= Anticancer Fund =

Belgian foundation that provides information about cancers and therapies

The Anticancer Fund (ACF) is a Belgian private not-for-profit foundation that provides evidence-based information for patients about cancers and therapies.

==History==
Officially established in 2013, the foundation has grown from Reliable Cancer Therapies (RCT), a non-profit organization established in 2009. RCT is still operational today, but the foundation has taken over many of its tasks as well as the goals.

==Activities==
The vision of the ACF is to expand the amount of possible treatment options for cancer. The mission of the Anticancer Fund is to cure all people who suffer from cancer. This is done on two levels: information and research.

===Information===

One of the main activities of the anticancer Fund is providing the public with scientifically accurate information regarding cancer and treatments. This includes information on the different types of cancer, treatments (both conventional and non-conventional) and other information related to cancer and therapies.
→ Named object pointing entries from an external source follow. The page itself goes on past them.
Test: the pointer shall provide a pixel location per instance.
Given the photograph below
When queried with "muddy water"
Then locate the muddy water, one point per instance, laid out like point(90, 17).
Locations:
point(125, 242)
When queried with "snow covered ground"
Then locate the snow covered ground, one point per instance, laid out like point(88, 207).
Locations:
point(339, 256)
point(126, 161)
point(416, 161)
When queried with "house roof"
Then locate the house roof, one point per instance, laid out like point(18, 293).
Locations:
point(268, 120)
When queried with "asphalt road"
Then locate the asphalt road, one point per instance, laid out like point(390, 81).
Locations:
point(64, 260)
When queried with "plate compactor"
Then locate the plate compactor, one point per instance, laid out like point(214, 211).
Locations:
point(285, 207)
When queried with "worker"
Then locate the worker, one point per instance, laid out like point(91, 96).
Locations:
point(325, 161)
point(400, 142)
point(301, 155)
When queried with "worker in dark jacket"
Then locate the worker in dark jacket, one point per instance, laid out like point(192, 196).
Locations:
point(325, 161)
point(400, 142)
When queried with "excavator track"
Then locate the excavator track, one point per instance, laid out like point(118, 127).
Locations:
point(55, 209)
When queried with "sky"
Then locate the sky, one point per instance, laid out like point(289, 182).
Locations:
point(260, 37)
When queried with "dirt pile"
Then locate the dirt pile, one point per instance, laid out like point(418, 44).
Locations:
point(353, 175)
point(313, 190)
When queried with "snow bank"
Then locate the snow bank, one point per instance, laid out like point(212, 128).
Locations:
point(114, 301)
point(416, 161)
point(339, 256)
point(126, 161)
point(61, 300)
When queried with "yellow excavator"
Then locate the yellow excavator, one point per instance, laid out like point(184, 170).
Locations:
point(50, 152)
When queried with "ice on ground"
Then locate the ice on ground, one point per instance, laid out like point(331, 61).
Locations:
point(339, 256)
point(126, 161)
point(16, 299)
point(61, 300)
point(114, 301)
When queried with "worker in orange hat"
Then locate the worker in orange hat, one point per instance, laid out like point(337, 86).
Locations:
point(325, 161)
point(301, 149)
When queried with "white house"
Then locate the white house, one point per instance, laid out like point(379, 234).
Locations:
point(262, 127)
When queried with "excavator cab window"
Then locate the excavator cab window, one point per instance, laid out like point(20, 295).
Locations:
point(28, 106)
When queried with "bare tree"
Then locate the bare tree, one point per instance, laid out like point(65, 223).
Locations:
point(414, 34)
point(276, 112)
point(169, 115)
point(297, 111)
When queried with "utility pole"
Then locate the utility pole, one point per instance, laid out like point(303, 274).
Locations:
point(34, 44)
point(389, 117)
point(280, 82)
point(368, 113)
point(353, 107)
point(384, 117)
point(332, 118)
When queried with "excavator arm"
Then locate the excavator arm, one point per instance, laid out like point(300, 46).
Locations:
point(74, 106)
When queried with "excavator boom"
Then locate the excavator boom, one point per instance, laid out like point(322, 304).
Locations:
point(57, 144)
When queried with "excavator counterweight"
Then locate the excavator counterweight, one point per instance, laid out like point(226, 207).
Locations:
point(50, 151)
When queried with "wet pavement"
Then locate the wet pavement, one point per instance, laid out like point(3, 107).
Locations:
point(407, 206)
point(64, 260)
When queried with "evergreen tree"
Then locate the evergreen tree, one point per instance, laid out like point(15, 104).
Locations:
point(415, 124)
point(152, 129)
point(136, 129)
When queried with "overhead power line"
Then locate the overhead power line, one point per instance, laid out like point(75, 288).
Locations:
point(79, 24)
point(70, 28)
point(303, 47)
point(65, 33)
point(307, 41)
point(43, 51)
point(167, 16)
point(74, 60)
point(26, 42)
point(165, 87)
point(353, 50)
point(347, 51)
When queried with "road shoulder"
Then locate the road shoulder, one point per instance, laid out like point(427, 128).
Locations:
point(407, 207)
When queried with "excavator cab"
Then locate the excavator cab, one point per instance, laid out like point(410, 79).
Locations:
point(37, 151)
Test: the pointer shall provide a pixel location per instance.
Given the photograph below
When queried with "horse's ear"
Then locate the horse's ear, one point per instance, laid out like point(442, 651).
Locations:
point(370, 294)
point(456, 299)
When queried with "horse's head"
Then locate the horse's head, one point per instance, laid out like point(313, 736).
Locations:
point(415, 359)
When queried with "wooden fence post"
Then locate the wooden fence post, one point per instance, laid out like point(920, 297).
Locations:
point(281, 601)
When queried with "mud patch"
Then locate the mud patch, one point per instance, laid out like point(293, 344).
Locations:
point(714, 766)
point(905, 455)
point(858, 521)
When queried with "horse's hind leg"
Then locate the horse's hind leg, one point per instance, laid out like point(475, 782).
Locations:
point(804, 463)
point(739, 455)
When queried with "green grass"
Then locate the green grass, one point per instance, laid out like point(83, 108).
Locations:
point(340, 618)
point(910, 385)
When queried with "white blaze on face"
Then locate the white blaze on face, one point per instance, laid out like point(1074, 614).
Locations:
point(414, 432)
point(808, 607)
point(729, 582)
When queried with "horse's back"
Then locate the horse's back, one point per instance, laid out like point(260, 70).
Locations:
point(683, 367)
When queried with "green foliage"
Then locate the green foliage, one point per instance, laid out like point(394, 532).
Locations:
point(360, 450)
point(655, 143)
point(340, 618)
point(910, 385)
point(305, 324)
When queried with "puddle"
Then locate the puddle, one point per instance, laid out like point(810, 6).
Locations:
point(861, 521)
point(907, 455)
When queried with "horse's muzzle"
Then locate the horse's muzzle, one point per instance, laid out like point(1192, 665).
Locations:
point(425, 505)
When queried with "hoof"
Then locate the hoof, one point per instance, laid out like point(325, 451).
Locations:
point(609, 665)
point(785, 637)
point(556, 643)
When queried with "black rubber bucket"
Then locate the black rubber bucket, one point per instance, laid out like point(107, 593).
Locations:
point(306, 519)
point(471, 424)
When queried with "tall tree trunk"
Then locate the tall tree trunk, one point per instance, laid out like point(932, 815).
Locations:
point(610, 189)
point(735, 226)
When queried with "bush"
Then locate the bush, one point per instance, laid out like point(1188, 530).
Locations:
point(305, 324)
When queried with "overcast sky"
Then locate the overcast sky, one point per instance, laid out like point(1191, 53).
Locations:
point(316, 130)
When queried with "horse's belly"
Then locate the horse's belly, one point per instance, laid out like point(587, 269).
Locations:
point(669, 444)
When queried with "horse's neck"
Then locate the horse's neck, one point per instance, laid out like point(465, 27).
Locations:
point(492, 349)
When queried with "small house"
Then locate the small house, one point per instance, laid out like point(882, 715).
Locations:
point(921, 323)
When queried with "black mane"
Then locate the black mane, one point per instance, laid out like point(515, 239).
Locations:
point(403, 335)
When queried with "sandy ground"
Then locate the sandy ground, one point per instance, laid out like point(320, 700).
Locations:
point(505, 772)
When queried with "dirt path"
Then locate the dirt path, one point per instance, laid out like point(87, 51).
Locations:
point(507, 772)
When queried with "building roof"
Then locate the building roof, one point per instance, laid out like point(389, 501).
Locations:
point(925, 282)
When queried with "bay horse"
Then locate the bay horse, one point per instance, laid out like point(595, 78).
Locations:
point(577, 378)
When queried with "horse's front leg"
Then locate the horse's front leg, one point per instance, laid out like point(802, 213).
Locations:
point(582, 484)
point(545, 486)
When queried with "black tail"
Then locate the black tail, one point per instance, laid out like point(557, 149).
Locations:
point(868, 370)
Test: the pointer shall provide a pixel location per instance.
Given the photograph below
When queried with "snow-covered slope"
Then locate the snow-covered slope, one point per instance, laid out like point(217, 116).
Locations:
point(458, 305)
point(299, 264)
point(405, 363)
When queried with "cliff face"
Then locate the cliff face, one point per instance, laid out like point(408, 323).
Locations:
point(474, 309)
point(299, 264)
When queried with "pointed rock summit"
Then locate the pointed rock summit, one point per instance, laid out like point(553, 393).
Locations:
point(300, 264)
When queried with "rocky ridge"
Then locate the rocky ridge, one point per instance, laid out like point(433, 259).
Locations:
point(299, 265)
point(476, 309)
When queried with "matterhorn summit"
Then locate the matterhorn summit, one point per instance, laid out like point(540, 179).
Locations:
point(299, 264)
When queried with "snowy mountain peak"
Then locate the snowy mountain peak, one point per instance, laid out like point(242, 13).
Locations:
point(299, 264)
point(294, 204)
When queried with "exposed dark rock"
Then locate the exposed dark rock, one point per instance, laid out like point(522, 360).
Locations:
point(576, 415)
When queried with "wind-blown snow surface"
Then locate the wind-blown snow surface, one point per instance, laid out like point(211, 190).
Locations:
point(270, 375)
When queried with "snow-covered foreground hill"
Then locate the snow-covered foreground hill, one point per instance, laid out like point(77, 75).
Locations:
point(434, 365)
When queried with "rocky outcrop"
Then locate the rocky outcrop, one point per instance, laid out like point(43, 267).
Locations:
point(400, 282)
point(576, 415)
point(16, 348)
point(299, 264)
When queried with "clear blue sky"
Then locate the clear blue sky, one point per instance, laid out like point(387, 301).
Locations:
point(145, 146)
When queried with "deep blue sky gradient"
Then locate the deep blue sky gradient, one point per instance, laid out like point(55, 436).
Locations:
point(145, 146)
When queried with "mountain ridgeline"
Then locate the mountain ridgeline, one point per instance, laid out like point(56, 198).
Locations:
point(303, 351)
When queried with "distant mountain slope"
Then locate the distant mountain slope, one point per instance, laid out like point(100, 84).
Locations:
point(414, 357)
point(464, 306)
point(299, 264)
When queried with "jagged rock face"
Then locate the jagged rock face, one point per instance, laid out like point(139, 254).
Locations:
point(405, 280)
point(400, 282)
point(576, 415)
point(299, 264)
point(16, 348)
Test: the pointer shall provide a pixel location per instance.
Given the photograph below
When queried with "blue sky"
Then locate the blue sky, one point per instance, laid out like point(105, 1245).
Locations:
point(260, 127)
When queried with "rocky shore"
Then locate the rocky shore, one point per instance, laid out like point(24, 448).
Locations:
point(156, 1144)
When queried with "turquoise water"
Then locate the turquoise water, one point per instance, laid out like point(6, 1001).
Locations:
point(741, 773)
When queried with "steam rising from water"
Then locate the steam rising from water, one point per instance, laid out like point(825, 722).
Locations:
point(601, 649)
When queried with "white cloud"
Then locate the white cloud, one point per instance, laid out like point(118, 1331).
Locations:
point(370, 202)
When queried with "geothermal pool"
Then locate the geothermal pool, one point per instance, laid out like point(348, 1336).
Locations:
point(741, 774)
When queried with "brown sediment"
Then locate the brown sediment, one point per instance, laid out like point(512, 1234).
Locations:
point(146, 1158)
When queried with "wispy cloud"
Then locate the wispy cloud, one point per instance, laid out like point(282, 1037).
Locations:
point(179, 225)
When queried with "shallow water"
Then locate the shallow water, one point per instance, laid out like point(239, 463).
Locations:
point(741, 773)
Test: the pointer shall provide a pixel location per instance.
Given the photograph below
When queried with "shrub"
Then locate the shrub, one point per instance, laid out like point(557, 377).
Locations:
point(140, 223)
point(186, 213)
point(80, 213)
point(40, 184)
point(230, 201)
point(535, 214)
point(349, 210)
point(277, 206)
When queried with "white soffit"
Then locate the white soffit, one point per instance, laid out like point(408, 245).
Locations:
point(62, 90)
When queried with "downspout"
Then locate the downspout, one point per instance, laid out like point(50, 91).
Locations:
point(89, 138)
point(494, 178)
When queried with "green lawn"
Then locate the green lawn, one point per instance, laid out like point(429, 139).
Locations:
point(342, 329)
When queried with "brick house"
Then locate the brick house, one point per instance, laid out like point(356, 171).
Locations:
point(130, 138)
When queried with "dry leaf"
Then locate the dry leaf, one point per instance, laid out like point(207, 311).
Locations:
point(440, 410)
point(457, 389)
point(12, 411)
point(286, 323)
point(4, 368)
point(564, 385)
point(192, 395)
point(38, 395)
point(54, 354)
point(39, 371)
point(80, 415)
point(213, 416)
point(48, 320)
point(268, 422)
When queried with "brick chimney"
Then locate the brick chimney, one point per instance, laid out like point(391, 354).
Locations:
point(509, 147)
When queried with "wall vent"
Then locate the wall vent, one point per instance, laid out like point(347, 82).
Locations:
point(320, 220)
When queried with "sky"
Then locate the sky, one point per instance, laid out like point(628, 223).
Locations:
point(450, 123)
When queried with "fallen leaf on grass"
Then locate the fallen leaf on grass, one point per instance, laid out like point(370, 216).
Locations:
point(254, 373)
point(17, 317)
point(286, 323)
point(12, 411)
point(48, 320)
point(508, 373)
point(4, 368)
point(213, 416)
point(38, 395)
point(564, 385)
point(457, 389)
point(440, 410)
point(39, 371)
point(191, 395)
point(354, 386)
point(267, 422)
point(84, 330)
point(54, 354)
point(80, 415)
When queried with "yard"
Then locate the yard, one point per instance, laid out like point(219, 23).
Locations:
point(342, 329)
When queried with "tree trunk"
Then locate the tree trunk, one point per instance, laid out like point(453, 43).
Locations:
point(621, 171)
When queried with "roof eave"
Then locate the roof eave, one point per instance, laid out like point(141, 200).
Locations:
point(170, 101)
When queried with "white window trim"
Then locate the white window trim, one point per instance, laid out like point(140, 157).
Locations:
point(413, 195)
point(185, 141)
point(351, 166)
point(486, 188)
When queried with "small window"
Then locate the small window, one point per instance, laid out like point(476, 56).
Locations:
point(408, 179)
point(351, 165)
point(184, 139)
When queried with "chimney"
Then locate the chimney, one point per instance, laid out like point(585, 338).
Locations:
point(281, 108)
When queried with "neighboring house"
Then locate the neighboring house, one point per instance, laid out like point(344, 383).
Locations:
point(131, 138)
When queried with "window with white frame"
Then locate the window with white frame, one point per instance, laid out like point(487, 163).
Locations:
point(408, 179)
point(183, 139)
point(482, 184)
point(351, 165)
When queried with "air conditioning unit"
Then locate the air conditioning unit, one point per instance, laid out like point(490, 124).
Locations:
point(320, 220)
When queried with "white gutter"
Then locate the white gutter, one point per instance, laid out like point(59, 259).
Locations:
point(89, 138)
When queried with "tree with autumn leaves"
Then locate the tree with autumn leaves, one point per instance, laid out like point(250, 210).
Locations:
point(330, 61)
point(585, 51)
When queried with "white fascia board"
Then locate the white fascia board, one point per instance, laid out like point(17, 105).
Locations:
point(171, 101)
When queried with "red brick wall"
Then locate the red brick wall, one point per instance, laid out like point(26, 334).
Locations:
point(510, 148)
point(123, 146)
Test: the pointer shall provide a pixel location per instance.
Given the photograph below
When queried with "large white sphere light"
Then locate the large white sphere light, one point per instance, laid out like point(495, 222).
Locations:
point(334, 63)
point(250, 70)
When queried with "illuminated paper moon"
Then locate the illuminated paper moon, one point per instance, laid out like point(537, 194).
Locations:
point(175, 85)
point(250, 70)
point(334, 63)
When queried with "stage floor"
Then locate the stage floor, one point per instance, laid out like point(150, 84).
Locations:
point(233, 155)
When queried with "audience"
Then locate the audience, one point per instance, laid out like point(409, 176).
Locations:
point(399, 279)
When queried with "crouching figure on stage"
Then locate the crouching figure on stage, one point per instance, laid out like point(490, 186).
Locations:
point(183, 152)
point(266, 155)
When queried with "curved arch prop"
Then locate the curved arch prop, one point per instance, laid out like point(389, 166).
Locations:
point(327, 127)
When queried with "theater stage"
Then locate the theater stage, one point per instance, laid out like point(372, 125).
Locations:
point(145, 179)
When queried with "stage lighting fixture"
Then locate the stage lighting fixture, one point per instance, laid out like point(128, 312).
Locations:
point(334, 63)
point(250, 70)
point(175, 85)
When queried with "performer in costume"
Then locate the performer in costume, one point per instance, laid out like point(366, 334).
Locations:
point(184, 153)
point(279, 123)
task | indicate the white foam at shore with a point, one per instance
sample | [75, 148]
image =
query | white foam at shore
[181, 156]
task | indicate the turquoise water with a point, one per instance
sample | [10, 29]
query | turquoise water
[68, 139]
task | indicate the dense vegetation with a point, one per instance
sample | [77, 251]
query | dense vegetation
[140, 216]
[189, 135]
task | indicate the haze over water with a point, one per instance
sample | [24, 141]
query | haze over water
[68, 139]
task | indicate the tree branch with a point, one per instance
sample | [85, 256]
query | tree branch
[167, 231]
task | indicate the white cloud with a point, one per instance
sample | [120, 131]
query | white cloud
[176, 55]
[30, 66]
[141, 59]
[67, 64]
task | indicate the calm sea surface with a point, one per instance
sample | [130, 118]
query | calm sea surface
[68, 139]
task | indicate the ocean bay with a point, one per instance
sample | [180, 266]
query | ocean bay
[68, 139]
The Anticancer Fund holds a HON-certificate for the information that can be found on its website.

Part of ACF's activities in the information section focus on exposing false and potentially lethal information. This fits in with the goal of providing evidence-based information concerning cancer and cancer treatments. An example of this is the drug GcMAF, which has been promoted as a miracle cure for several illnesses including cancer, but for which those results were never confirmed by independent study.

Dr Pan Pantziarka is the organisation's spokesman in the United Kingdom.

===Research===

In terms of research, the ACF develops promising treatment options for patients, which is done on an international scale. The ACF collaborates with other researchers across the European continent to advance the development of cures. The ACF also funds promising research projects financially. For example, the ACF is partaking in the CUSP9 trials, which focuses on the re-purposing of drugs for the treatment of cancer. It has formed a partnership called the Repurposing Drugs in Oncology project with the American GlobalCures to investigate the use of existing medicines with novel uses. It has identified Diclofenac, a common painkiller, as having significant anti-cancer properties. It is also investigating the use of nitroglycerin.

==Funding==
ACF’s funding comes from a private fund, as well donations from individuals who wish to support the cause of the Anticancer Fund.